The greater Pittsburgh area has been contending with a very annoying ninja infestation lately. If you’ve ever had a ninja problem yourself, you know that they’re really hard to get rid of, and if you see one, you can be sure there’s hundreds more where he came from.
The most recent outbreak occurred when a sword-wielding ninja was spotted breaking into 11 cars by a man named Santino Guzzo. When Guzzo confronted him, the ninja “tried to stab him”. Guzzo was packing heat, however, and drew his gun. That sent the ninja running off into the cover of darkness, yet he still somehow managed to “break the rear window of Guzzo’s car as he ran off”.

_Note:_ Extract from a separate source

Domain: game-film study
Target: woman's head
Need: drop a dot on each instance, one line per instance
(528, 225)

Guzzo said he chased the man, who did not move with the grace typically associated with a ninja.
“He was like a gazelle that just got attacked by a lion,” Guzzo said. “He got up and fell, and got up and fell. Then he jumped off a cliff.”

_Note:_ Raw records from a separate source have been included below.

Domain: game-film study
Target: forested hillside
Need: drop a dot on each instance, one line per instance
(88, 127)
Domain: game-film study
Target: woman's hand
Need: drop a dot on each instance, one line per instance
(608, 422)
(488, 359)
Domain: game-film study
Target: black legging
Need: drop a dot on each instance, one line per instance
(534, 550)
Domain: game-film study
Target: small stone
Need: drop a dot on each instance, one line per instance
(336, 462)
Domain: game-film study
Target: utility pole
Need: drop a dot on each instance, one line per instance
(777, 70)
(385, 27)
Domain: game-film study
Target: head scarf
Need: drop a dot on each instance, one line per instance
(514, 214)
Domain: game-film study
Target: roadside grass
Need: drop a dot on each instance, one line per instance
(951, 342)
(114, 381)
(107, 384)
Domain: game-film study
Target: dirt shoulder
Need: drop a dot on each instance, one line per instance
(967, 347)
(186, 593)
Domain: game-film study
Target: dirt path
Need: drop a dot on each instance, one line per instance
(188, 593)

Less than two weeks prior, Ross Hurst, a resident of Scottdale (less than hour south of Pittsburgh), had left his four-year-old son sleeping alone at home – when police picked him up at 1.30am allegedly “pretending to be a ninja”.

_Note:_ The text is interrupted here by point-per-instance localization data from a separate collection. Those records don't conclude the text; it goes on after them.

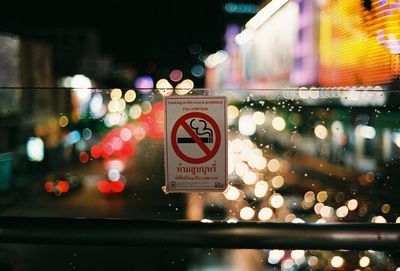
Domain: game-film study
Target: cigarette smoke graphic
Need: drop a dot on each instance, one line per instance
(200, 126)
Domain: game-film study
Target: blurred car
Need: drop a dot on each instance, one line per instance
(60, 185)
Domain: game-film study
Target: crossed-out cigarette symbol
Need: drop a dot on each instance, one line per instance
(200, 127)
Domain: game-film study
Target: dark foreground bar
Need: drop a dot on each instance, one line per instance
(82, 231)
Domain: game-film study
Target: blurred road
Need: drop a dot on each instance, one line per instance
(143, 198)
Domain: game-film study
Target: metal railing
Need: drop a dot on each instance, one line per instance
(85, 231)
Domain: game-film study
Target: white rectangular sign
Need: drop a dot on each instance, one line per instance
(195, 143)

Police insist Hurst was dressed all in black and “playing ninja” when they confronted him. They said Hurst claimed his [separated wife]was babysitting, but she told police she wasn’t.
“Oh, it was a big misunderstanding. I wasn’t playing ninja,” said Hurst. “I wasn’t playing anything. I went out for a jog. I told the cops that, but they didn’t believe me. It was a mistake. I’m not disputing that.